"Neurology and Religion" von Alasdair Coles und Joanna Collicutt (Hrsg.)

 
 
 

Alasdair Coles und Joanna Collicutt (Hrsg.)

Neurology and Religion

Die Herausgeber präsentieren in diesem Buch eine Sammlung von Aufsätzen, welche alle die “Neurologie der Religion” aus verschiedenen Perspektiven untersuchen. In keinem der Beiträge geht es darum, religiöses Erleben als Ausdruck einer krankhaften Hirnfunktionsstörung aufzufassen; nur am Rande wird Religiosität auch als Möglichkeit diskutiert, Krankheiten und deren Genesung eine Bedeutung zu geben. Hauptthema ist vielmehr, wie neurologische Krankheiten Glaube, Spiritualität und das ‘Erleben des Göttlichen’ verändern können und was daraus über die neuronalen Mechanismen dieses Erlebens abgeleitet werden kann. Was ich dazu notiert habe:

  • Veränderte ‘Existential feelings’ bei neuropsychiatrischen Erkrankungen
    Gemäss dem Konzept der ‘Existential feelings’ (Existenzielle Gefühle) von Matthew Ratcliffe vermitteln diese ein Erleben der Welt als einem strukturierten Raum mit Erfahrungs- und Handlungsmöglichkeiten. Eine Gemeinsamkeit aller neuropsychiatrischer Erkrankungen kann nun darin gesehen werden, dass diese existentiellen ‘Hintergrundgefühle’ erodieren und damit das sie zu einer Veränderung der Ich-Erfahrung und des Erlebens der eigenen Beziehung zur Umwelt führen. Je nach religiöser Erziehung kann dieses veränderte Erleben dann als ‘göttlich verursacht’ interpretiert werden.
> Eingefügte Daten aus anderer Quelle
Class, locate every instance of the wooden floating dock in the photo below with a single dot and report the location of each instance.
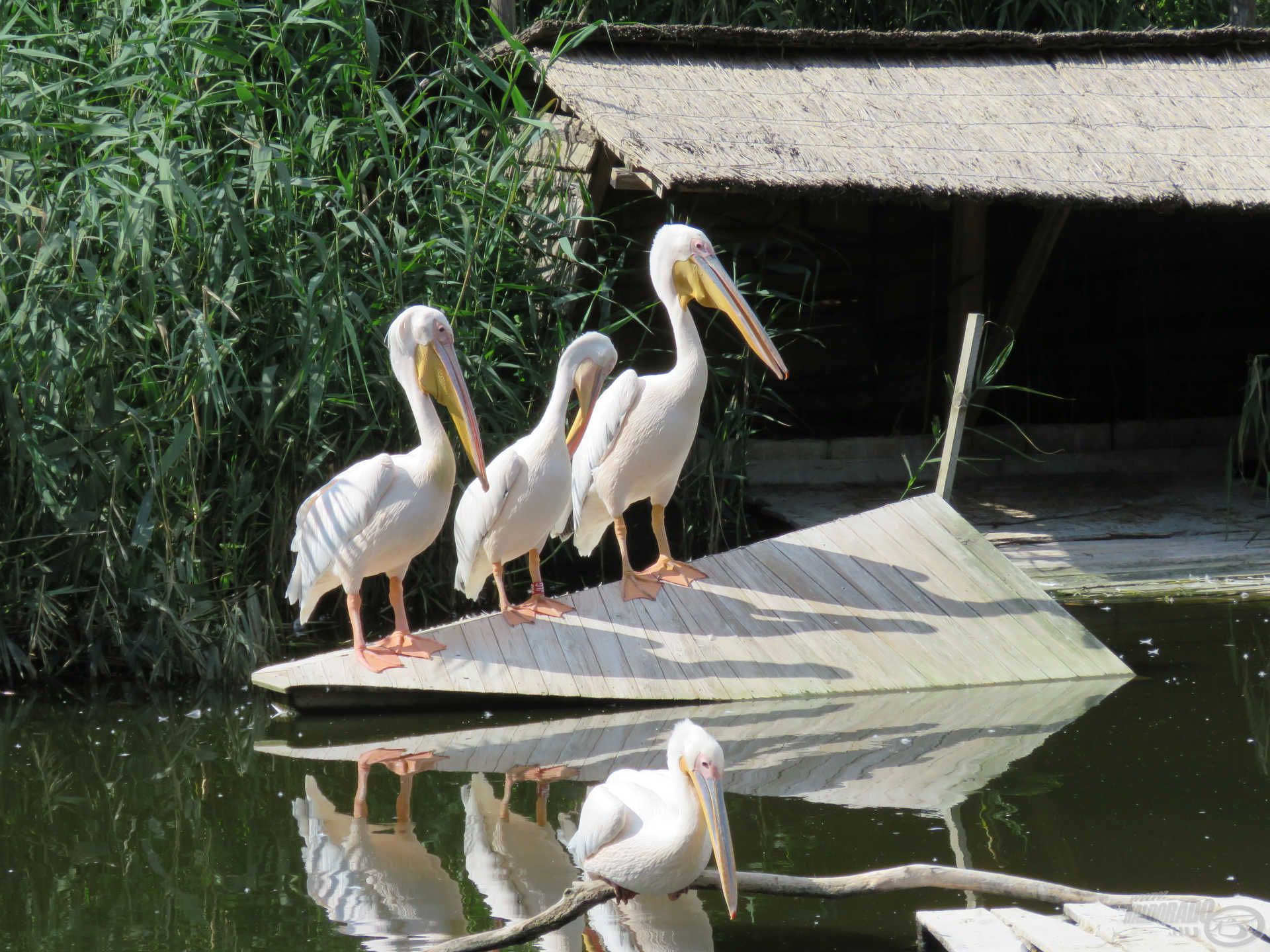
(925, 752)
(1155, 924)
(907, 596)
(1095, 537)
  • Ozeanischer Frieden, Universalität und Ekstase bei Temporallappenepilepsie
    Waxmann und Geschwind prägten den Begriff des „interictal behavior syndrome“ (auch Waxmann-Geschwind-Syndrom genannt), welches Verhaltensänderungen von Patientinnen und Patienten mit Temporallappenepilepsie beschreibt: erhöhte Religiosität, Vielschreiben (Hypergraphie), Klebrigkeit oder Zähflüssigkeit und Hyposexualität (vermindertes Interesse an sexuellem Verhalten). Ausgehend von den Erfahrungen von Dostojevski (litt an einer Temporallappenpilepsie und beschreibt das Anfallserleben in ‘Der Idiot’) wird in einem Kapitel herausgearbeitet, wie der Aura von Termporallappenanfällen ein Gefühl eines ozeanischen Friedens, Universalität, Ekstase, Bedeutung und Sinnhaftigkeit gemeinsam ist. Dies kann als intensiviertes ‘Existential feelings’ beschrieben werden. Dass dies zu Hyperreligiosität führt ist aber selten und ist nur dann anzutreffen, wenn die Betroffenen religiös erzogen wurden.

  • Psychedelische Substanzen und Desintegration des DMN
    Ein Effekt psychedelischer Substanzen ist die sogenannte ‘Ich-Auflösung’. Beschrieben wird ein ‘Gefühl, mit dem Universum eins zu sein’, ähnlich dem von religiösen Mystikern berichteten Erleben im Rahmen kontemplativer Ekstasen. Es konnte gezeigt werden, dass Substanzen wie Psilocybin, Ayahuasca und LSD die funktionelle Konnektivität des DMN (Default Mode Network, Ruhezustandsnetzwerk) desintegrieren. Dieses Netzwerk ist aktiv, wenn wir uns mit uns, unserer Biographie und Zukunft befassen und ist bei Depressionen typischerweise überaktiviert (negatives Grübeln über die eigene Vergangenheit und Zukunft). Denkbar ist, dass die Desintegration und damit Deaktivierung des DMNs auch dem antidepressiven Effekt bei der Anwendung niedrig dosierter Psychedelika zugrunde liegt.

  • Out-of-body Experience als Nahtoderfahrung
    Die Stimulation des Übergangsgebiets zwischen Temporal- und Parietallappen (TPJ; temproparietal junction) löst eine out-of-body experience (außerkörperliche Erfahrung; sich selbst von aussen sehen) aus. Dies wird regelmässig von Menschen mit Nahtoderfahrungen berichtet. Möglich, dass im Rahmen der Wiedererlangung des Bewusstseins dieses Hirnareal zuerst reaktiviert und damit dieses Erleben ausgelöst wird. Häufig wird diese ausserkörperliche Erfahrung als religiöse Erfahrung gewertet.


Coles A, Collicutt J. Neurology and Religion. 1. Aufl. Cambridge, United Kingdom ; New York, NY: Cambridge University Press; 2019. 316 S.